大学を出て、新社会人になったときに、すでにこういう考えを持っていた記憶がある。

とすると、子ども時代に父親の背中を見てそう思ったのだろうか。

乱暴狼藉をはたらいたというわけではない。ただ、10年近く単身赴任していた父に対して微妙な感情が亡くなった今でも残る。

会社とは無理難題を押し付けるところ。そういう先入観は小さい頃から持っていたかもしれない。


さくいん:労働


11/9/2022/WED
宇宙の地図、観山正見・小久保英一郎、朝日新聞、2011
『宇宙の地図』

美しい天体写真とともに宇宙の広がりを実感できる優れた図鑑。写真に添えられた説明文も平易でわかりやすい。漢字にふりがなもついているし、天体の名称を和英で併記しているのもありがたい。星雲は"nebula"、超新星は"supernova"ということを知った。

三鷹の国立天文台で、10の0乗メートルに始まり、10の27乗の距離まで宇宙を案内する。途方もない距離と時間。137億年と言われても想像することさえできない。でも、想像もできない遥かかなたの光景を見ることができるのだから不思議な気持ちになる。

本書は2011年発行なので、その後の10年で観測や理論はさらに進展があるだろう。

宇宙の話というと、小学五年生のときにテレビで見た『コスモス』を思い出す。天文学者のカール・セーガンが本書のように宇宙の広がりを解説していた。
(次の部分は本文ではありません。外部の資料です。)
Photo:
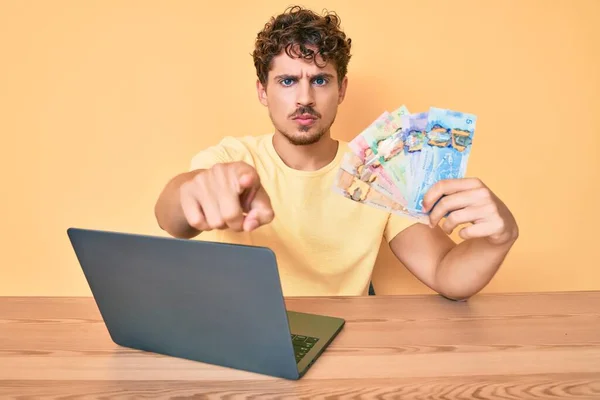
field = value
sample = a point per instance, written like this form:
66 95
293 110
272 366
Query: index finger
446 187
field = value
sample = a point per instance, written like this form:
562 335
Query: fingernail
252 225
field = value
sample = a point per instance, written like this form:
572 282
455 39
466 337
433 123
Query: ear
342 90
262 93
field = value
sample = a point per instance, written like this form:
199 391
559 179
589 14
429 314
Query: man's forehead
284 64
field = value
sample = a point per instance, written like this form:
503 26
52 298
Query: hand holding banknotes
469 200
228 195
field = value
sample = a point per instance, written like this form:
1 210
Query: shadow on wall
361 106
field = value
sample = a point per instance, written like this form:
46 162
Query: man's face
302 98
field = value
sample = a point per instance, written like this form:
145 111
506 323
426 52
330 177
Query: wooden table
510 346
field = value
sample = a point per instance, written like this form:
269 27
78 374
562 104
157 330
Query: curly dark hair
294 31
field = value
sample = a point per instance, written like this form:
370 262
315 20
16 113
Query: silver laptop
211 302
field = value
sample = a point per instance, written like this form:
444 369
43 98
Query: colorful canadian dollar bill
445 150
397 158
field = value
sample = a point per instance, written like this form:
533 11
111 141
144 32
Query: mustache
305 110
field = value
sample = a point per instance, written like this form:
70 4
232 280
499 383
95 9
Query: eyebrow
289 76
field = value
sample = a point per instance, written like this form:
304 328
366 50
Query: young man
275 190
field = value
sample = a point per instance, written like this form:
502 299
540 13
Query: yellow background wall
101 102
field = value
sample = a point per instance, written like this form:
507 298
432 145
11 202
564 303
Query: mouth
305 119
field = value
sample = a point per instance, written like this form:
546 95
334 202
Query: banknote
379 135
398 157
355 189
354 165
403 167
359 144
445 151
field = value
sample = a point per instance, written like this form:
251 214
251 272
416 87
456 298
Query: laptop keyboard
302 344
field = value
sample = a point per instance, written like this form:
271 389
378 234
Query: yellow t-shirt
325 243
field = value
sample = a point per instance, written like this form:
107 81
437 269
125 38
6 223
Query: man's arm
168 210
225 196
458 271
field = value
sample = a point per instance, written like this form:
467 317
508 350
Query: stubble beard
304 140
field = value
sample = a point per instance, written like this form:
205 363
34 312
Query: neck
309 157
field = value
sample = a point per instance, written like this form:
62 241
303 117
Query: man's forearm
469 267
168 211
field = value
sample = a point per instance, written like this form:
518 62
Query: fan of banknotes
400 155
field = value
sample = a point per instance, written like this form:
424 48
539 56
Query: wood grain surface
494 346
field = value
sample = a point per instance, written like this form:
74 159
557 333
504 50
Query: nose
305 94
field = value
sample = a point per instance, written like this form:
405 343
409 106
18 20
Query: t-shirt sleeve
396 224
229 149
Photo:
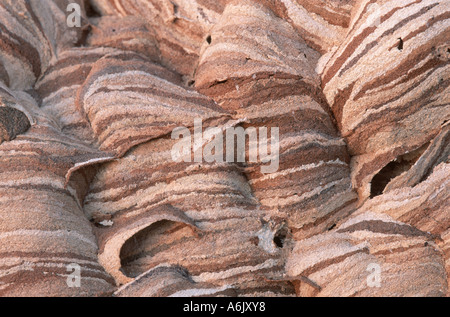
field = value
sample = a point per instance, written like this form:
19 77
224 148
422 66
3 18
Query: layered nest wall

内容はわからないまま、夜遅くまで姉と二人で見ていた。二人で過ごした温かい思い出。

当時、高校生だった姉は、日本文学から宇宙物理学まで幅広い分野に興味を示していた。文庫本で出ている漱石は読破していたし、ブルーバックスの本もたくさん読んでいた。

進学にあたり、彼女が選んだのは、文学でも物理学でもなく英語だった。それほど、東京松本英語専門学校の影響は大きかった。
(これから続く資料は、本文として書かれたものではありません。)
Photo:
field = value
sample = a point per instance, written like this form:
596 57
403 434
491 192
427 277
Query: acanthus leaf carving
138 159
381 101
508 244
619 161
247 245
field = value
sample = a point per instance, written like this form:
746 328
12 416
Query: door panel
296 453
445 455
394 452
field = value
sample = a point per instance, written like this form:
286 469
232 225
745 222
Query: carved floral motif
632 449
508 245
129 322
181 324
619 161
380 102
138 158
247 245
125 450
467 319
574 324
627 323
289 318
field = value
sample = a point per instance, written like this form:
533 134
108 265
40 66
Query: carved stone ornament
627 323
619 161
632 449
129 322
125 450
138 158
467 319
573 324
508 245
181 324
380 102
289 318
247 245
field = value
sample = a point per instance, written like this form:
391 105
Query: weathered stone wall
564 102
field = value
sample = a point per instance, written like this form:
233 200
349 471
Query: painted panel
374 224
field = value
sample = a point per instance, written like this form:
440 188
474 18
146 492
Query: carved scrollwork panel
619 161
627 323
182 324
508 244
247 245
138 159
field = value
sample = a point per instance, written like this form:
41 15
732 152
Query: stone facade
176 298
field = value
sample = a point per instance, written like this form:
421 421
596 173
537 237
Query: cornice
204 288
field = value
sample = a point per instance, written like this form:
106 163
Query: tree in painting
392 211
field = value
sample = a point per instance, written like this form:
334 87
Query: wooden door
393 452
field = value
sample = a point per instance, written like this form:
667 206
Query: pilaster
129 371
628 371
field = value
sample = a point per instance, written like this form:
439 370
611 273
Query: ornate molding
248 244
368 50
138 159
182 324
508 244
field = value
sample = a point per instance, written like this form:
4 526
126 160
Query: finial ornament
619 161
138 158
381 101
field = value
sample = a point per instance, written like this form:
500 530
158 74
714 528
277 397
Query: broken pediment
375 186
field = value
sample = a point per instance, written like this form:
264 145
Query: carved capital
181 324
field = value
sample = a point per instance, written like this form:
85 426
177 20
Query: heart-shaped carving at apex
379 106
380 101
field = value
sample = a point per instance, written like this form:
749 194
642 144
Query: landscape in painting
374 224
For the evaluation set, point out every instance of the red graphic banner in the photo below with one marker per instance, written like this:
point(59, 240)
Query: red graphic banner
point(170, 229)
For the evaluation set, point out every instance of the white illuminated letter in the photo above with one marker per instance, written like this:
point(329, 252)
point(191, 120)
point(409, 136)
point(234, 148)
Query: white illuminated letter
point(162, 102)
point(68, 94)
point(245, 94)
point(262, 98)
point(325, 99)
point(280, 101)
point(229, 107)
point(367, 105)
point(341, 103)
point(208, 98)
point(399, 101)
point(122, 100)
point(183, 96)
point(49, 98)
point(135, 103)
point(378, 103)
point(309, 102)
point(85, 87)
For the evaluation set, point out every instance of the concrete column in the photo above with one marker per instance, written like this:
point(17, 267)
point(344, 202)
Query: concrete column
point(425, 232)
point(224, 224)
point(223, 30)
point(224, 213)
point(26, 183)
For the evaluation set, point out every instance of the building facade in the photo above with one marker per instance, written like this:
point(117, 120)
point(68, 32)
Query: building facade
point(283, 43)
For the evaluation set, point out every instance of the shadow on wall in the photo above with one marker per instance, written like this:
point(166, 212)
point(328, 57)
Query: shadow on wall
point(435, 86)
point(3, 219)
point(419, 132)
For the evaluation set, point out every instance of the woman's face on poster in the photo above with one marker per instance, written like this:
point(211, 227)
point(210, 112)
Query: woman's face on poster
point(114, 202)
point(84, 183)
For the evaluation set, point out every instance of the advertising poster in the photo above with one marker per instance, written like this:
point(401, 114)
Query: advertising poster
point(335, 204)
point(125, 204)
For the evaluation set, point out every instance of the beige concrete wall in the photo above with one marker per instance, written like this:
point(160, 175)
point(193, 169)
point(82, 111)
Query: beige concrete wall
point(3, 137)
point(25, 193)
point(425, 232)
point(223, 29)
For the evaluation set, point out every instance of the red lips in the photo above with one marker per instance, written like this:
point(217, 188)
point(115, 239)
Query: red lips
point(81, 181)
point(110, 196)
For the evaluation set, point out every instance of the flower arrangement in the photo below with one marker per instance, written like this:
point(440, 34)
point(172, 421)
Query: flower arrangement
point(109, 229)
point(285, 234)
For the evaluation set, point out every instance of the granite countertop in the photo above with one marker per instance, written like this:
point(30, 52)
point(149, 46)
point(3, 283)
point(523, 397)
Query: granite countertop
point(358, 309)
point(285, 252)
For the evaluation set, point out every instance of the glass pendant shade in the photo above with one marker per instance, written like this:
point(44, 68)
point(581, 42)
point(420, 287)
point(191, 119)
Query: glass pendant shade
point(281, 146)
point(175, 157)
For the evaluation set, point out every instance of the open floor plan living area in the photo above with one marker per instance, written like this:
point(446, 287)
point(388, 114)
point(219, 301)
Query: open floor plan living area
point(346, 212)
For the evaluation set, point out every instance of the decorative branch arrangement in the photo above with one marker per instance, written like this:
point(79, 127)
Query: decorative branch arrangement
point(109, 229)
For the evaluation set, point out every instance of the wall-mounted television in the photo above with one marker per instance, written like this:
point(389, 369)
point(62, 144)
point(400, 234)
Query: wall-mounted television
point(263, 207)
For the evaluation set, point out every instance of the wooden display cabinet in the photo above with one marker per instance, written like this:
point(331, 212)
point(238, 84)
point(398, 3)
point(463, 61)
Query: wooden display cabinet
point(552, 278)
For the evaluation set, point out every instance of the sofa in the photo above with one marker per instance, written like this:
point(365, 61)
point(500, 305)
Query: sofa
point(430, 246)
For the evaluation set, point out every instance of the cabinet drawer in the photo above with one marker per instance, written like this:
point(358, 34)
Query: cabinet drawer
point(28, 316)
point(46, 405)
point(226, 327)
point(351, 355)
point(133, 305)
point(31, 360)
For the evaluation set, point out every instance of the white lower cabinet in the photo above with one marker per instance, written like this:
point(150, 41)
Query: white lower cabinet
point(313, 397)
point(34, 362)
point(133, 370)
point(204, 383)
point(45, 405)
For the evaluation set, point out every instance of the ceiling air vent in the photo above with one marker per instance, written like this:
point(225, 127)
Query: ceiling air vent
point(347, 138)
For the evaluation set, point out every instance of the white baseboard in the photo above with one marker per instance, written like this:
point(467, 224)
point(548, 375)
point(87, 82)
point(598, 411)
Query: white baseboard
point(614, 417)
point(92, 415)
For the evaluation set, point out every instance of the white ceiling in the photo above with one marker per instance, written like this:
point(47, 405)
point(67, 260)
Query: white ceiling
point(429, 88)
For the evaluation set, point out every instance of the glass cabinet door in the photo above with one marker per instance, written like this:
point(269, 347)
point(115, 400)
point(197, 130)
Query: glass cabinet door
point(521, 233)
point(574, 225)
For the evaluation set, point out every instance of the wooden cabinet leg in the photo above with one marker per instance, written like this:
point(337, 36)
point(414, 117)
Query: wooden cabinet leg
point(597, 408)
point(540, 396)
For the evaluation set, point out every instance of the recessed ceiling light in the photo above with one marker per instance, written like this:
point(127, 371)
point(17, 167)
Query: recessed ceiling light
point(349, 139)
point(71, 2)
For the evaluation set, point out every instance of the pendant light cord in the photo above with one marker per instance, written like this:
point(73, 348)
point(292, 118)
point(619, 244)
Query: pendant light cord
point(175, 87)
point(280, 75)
やがて彼女の影を追いかけて、高校二年生の夏に私も英語にのめり込んだ。

宇宙の果てについては今でも興味がある。自分が死んだあと、その全体像を知覚できるのではないか。全能ではないにしても、全知の存在になれるのではないか。そんな想像をすることもある。

姉も、全知の存在として、宇宙全体を見渡しているかもしれない。


さくいん:カール・セーガン英語死生観


11/10/2022/THU
サボタージュ

月曜日、書類100枚に事業部印を押す依頼を受けて出社した。

朝6時、ふだんより45分早く起きて、7時に出発、8時半前に出社した。

昼は、安いかき揚げそば。誰とも話すことがなく、4時半に退社した。

とても疲れた。見ず知らずの人に囲まれていることが苦痛だった。夜は9時半に寝た。

そして昨日、同じ用件で出社の依頼を受けた。「一度で済ませられないのか」。尋ねたところで曖昧な回答しかない。
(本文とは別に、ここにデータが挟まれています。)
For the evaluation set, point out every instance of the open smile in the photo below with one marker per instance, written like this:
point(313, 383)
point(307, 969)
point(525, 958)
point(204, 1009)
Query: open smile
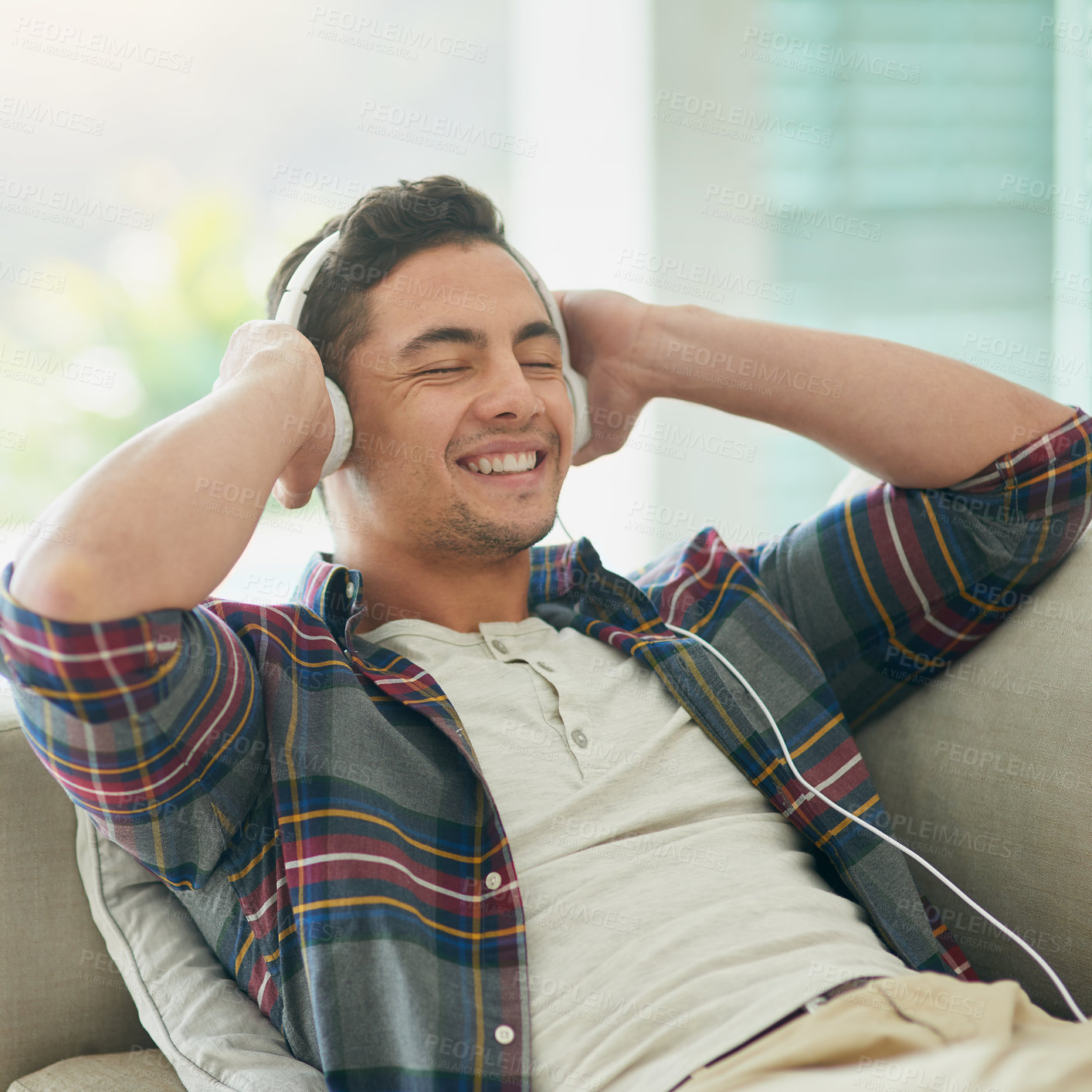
point(514, 479)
そうなると、一気に落ち込む。「誰のせいでもない雨が」(中島みゆき)を聴きながら息子にもらったジンの最後を呑み干す。もっといい気分のときに空けたかった。

大事にしていたウィスキーも呑んだ。まだ足りないので、家にある酒はぜんぶ呑んだ。もう、うつの波はそこまで来ている。

涼しいので今から買いに行く気も起きない。そこでやけ酒も止まった。昨夜は半酔いのまま寝た。

明日は行かなければならない。そこで今日はサボることにした。

不思議なもので「休む」と決めたら本当に調子が悪くなってきた。時間はたっぷりあるのに、本も読まず、映画も見ず、ベッドのなかでうとうとして過ごした。

何もしないまま一日が終わった。


さくいん:うつ労働中島みゆき


11/11/2022/FRI
再び出社

昨日は会社を休んだ。理由は、月曜日に出社したのに、同じ用件で、金曜日にまた出社してくれと頼まれたから。一度にまとめてくれればいいのに。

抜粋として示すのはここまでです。